Round Table Anniversary

February 6, 2009

Mazowiecki, Kuroń, Wałęsa, Kwaśniewski...

Foreground (l-r): Tadeusz Mazowiecki, Lech Wałęsa. Background (l-r): Kuroń, Geremek, Kwaśniewski.

Today is a wonderful day. The 6th February 2009 is the 20th anniversary of one of the most important moments in European history. On the 6th February 1989, twenty years ago, the so-called ‘Round Table’ talks kicked off in Warsaw and so began the dismantling of the totalitarian regime in Poland.

Good vs.
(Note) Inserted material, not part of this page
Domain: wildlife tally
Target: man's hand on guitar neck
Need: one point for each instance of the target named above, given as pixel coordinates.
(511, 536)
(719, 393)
Evil
The Round Table talks were pretty amazing as they saw the communist government invite representatives of Solidarity (the anti-government, anti-communist, pro-democratic semi-legal opposition) as well as members of the Catholic Church (sworn enemies of communism) to the table in order to discuss the future. The very fact that all of these people were able, and wanted, to sit down and together discuss the future of their country was unprecedented on a European, and perhaps even global, scale.

Forces of Good
The members of the Solidarity opposition who sat at the Round Table (and in later years became key figures in Polish politics) included: Lech Wałęsa (leader of Solidarity), Bronisław Geremek (chief consultant to Lech Wałęsa), Tadeusz Mazowiecki (editor-in-chief of the weekly Solidarność), Jacek Kuroń (Solidarity advisor and founder of the Workers’ Defence Committee), Adam Michnik (Solidarity advisor and Workers’ Defence Committee member) and Lech Kaczyński (Solidarity advisor).

Forces of Evil
The governmental side at the Round Table included: General Czesław Kiszczak (member of the Politbiuro and Minister of Internal Affairs), Leszek Miller (member of the Central Committee of the Party) and Aleksander Kwaśniewski (Minister for Young People).  The infamous General Kiszczak is said to have played a fundamentally positive role in the talks. Leszek Miller and Aleksander Kwaśniewski, perhaps not huge players at the time, were set for dazzling careers in Polish politics in the years to come.

Wałęsa at the Table

Wałęsa at the Table

Repercussions
The talks were pivotal in the fact that they saw the bitterest of enemies sit down and constructively discuss the future of a nation on the brink of economic and social collapse. As a result, Solidarity gained a tangible foothold in Eastern European politics and led to the disintegration of communism throughout Europe. The Round Table not only began the erosion of communism within Europe, but the participants (including the much-maligned communists) actively worked towards the dismantling of a totalitarian regime that they realised no longer had a future.

Round Table Careers
The political legacy of the talks can still be felt today. Beginning with the Solidarity side, Lech Wałęsa went on to become President of Poland, Bronisław Geremek was Minister of Foreign Affairs, Tadeusz Mazowiecki was Poland’s first post-war democratically-elected Prime Minister, Jacek Kuroń became Minister of Labour and Social Policy, Adam Michnik founded Poland’s first post-war free newspaper Gazeta Wyborcza and Lech Kaczyński is currently President of Poland. As for the communists, Leszek Miller became Polish Prime Minster whereas Aleksander Kwaśniewski was President of Poland. Three Presidents, two Prime Ministers and a host of ministers is quite a legacy.